Printers aren’t normally seen as fashion statements, but this conceptual design from Ludwig Rensch may have you thinking otherwise. The German-based designer has reimagined the home-office gadget by turning it on its side, Fast Co. Design reports.

The device, dubbed “Paper,” more closely resembles a piece of brightly colored luggage than something that prints documents. In place of a stack of single pages, an upright scroll is fed into the machine and cut into individual sheets once it emerges from the other side. Paper can also be used to make scans and copies. After opening a panel in the back, users insert the document and watch as an LED light on top of the box tracks its progress.

According to Rensch, his goal was to make a printer that reflected the designs he was seeing in the digital sphere. He told Fast Co. Design, “I wanted to make a product of the future, but it shouldn’t be blue and translucent like an item of Star Trek. So I asked myself, how would a company like Google design my printer if it was an app?”

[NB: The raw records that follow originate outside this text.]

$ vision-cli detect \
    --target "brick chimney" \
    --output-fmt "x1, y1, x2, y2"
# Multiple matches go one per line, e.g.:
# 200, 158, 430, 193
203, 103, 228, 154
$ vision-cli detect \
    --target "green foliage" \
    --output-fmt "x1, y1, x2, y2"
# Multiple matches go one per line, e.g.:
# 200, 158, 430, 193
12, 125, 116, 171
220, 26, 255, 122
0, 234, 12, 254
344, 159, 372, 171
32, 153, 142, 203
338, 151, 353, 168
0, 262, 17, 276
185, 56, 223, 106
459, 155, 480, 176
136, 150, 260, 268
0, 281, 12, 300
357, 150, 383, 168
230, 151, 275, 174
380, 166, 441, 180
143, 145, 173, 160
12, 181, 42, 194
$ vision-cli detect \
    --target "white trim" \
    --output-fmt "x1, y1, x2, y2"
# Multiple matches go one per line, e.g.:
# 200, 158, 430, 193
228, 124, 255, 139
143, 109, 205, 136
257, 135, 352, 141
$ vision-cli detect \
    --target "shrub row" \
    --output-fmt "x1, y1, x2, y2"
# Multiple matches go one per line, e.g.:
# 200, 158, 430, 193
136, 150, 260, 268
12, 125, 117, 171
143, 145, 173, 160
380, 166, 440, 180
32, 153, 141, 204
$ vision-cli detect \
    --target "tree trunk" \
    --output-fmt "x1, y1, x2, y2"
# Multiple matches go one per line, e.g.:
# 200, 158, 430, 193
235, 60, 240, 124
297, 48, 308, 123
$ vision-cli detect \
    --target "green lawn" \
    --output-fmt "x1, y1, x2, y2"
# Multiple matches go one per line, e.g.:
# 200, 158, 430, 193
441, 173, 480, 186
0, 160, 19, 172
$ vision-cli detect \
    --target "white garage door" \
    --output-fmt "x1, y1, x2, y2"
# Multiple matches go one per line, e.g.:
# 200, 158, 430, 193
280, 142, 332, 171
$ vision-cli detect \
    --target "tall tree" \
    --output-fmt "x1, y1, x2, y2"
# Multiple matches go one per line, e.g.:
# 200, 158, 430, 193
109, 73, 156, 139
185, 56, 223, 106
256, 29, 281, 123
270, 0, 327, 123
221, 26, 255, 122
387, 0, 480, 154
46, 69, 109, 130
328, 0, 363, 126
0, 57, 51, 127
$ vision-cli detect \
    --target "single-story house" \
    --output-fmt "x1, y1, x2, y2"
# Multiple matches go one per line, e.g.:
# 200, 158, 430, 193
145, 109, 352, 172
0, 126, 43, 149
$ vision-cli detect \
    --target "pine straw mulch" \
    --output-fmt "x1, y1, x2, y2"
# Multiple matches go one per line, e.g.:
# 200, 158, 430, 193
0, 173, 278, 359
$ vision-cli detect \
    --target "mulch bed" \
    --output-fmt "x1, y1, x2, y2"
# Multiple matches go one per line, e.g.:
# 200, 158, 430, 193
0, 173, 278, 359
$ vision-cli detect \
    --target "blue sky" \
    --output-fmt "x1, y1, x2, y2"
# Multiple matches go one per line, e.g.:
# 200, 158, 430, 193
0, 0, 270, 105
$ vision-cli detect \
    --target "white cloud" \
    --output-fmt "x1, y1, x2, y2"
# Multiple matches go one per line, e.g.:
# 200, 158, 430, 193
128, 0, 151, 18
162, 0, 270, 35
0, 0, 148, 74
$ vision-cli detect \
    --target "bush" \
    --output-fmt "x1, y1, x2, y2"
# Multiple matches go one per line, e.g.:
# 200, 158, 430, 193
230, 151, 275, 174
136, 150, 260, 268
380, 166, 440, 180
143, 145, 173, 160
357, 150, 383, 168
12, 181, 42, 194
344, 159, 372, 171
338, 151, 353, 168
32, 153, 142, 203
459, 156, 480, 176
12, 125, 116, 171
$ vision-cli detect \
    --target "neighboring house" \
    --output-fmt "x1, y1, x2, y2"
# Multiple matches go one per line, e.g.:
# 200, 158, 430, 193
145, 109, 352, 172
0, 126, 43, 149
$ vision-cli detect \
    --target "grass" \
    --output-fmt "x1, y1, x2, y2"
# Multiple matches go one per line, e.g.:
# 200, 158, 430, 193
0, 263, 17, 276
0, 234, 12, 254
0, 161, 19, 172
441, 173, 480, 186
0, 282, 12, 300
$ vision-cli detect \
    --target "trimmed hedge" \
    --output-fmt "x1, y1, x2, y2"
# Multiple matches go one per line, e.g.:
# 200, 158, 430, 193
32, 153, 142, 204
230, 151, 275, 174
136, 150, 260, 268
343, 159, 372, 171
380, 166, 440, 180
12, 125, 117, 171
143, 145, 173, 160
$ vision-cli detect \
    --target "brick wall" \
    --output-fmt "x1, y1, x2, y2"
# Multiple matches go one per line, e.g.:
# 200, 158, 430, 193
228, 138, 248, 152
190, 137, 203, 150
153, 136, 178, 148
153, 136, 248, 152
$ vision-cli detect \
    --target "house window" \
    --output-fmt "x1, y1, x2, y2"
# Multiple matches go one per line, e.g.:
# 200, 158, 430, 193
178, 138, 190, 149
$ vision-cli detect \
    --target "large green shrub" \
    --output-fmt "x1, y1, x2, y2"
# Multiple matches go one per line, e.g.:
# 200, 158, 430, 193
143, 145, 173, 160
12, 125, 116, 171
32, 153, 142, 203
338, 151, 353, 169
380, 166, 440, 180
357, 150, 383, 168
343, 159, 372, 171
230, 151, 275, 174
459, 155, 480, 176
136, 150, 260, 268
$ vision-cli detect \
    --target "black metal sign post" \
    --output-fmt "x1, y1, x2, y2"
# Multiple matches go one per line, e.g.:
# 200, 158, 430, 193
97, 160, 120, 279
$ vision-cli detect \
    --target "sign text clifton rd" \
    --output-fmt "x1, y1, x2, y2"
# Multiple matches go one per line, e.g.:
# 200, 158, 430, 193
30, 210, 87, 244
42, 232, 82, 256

Paper is just a concept for now, and its unique design would likely make it a poor candidate for mass production. Rensch says he’s not sure if the device’s printer heads and arms are able to fit a standard inkjet, which would be a major hurdle for commercial buyers. Luckily there are plenty of practical options out there to meet your printing needs.

[h/t Fast Co. Design]

All images courtesy of Ludwig Rensch via Vimeo.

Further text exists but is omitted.